Серая, давно нечищеная кобыла бодро выстукивала нековаными копытами, изредка трюхая мелкой рысью. Предо мной расстилались убогие поля, надо мной плыло русское скупое небо, подо мной ухабистая дорога, починить которую собирались еще при царе, да так и не собрались.
И борода везшего меня пожилого степенного Степана Васильевича была тоже настоящая русская — лопатой, рыжеватая с сединой. Да и сам он такой огромный, плечистый, был олицетворением потонувшего мира детства, неожиданно возникшего в памяти. Когда я садился в городе в вагон, то не отдавал себе ясного отчета, зачем меня несет в какую-то глушь на самую границу. Единственным и весьма шатким предлогом было желание навестить живущего в деревне знакомого. Вышло все это как-то само собой. Нашел случайно открытку от него, завалявшуюся еще с весны, задумался над ней, вспомнил резкое угловатое лицо и решил: а почему бы и не поехать? Человек он был славный, талантливый художник, только странный какой— то. Искатель. И этим искательством своим был мне близок, хотя внешне мы оба этой близости ничем никогда не проявили. Слышал я стороной, что была у него какая-то романическая история, кажется, неудачная, после чего он и скрылся из столицы лет двенадцать назад. Но я никак не мог вспомнить героини этого романа. В конце концов, какое мне дело до чужих любовных драм и огорчений. Еду, и все тут. Трудно было найти лучшее место для отдыха. Такой удивительной благостной тишины, не искусственно созданной, когда люди закрывают двери, спускают шторы и ходят на цыпочках, а какой-то внутренней примиренности не найдешь в наше время, пожалуй, нигде, кроме подобной глуши.
Степан Васильевич попался мне около станции, когда на рассвете я вылез из вагона, не имея ни малейшего представления в какую сторону надлежит идти. Он оказался близким соседом моего знакомого, Кожевникова, и согласился подвести меня до самого его хутора. На мой вопрос о Кожевникове, Степан Васильевич покачал головой и сказал: «Человек он хороший, только благой маленько. Тронулся. А так, ничего, живет справно. И без жены, а хозяйство ведет аккуратно. Бабе одной о ейным мужем хутор исполы сдает, да и сам помогает».

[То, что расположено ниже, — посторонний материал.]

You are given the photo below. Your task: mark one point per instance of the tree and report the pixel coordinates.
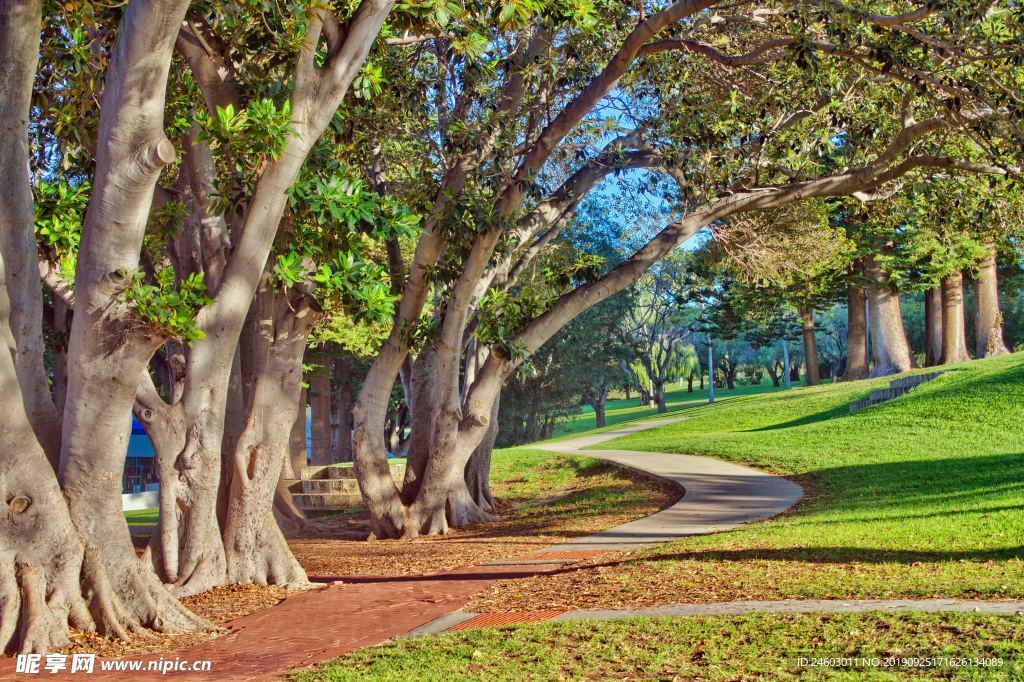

К полудню мы, наконец, добрались до хутора. День выдался жаркий, безветренный и я мечтал о том, что хорошо было бы выкупаться и улечься в тень, сняв с себя все лишнее, что мы привыкли навьючивать в городе.
Алексей Петрович встретил меня приветливо, впрочем, без особой суеты. Я не узнал в этом спокойном, медлительном человеке прежнего нервного и порывистого художника. Он стал грузнее, немного обрюзг и поседел, и по внешнему виду мало чем отличался от того же Степана Васильевича и других мужиков.
Я не обманулся в своих надеждах на купанье. Речка была тут же. Узенькая и мелкая, поросшая ольхой и ивой, она текла хитрыми изгибами, образуя местами игрушечные водопадики и являлась естественной границей между хутором и соседней деревней.
Кожевников вылез из воды раньше меня и лежал на песке, подставив коричневую спину жаркому июльскому солнцу и лениво отгоняя садившихся на него слепней. Я внимательно разглядывал его. Он ничем не напоминал человека, пережившего какую-нибудь трагедию. А, может, быть, все это вздор? Ну, была, скажем небольшая история с женщиной и все. С кем этого не случалось!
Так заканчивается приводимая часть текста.